Overall, the browser is fast and easy to use, and loads pages quickly. The latest Android version also includes support for hardware acceleration of page loading for devices with 2GB RAM or more. However, that’s still a fairly high benchmark, and only a handful of phones have that much RAM for now though newer phones will meet this requirement.

One new feature on Android is the addition of a full download manager, which is very useful when trying to save multiple files – the app also lets you choose the page elements you want to save, which can be very helpful if you either want to save only the images, or if you’re on a slow connection and don’t want to get stuck downloading heavy elements, for example.

The app also auto-loads the version of the page that is most suited to your connection speed, which is an interesting feature which actually does come in handy. However, there are a couple of issues.

For one thing, on a phone screen, all the options take up a fair bit of space, though there is a full screen mode to get around this.
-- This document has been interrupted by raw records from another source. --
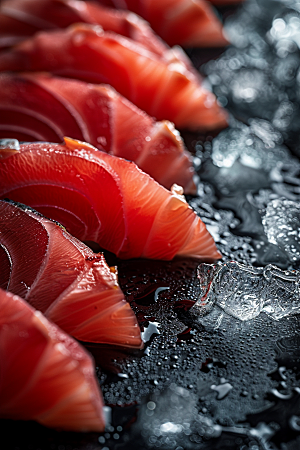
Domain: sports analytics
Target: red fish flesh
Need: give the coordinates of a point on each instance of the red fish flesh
(45, 108)
(45, 375)
(60, 276)
(189, 23)
(20, 19)
(102, 198)
(88, 53)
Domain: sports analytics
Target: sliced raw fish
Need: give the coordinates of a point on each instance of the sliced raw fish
(189, 23)
(20, 19)
(40, 107)
(63, 278)
(45, 374)
(88, 53)
(102, 198)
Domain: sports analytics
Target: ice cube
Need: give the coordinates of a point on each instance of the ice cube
(281, 223)
(244, 292)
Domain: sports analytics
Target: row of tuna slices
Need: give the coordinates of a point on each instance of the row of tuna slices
(21, 19)
(59, 275)
(43, 416)
(24, 113)
(41, 107)
(181, 22)
(88, 53)
(105, 199)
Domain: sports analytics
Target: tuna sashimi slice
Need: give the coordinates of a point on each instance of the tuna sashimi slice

The other issue is that the tabs aren’t immediately accessible – you have to call up the tabs menu to see the different pages you’ve loaded.

The iPad version of the app also has some great features, such as social browsing. If you sign in with Facebook, then you can see links that your friends are sharing in the sidebar to quickly open. It also lets you load a floating video, so you can watch the clip while continuing to browse pages. That’s an interesting feature, though it was hard to figure out when it would actually be useful.

Page sharing is also more robust than in Safari, but again, requires you to sign-in to your various networks from the app to be useful. Possibly the best feature though, is the addition of multitouch gestures – this is something that really makes it stand out from Safari. A two-finger swipe to the left and right are back and front respectively, while two fingers swiping up opens a new tab and swiping down closes the tab.

Overall, the app is powerful, and loads pages quickly on both platforms. It’s also fairly easy to use. The catch is that while it’s a lot better than the default browsers, UC Browser isn’t a huge standout as compared to other popular browsers out there, such as Dolphin, or Coast by Opera.

Those apps have many of the same features as well; this means that if you’ve taken the time to set up a browser to work the way you want, with all your bookmarks and other saved data, then it’s not going to be worth making the switch now. If you’re still using the stock browser though, you’ll find UC Browser a worthy upgrade.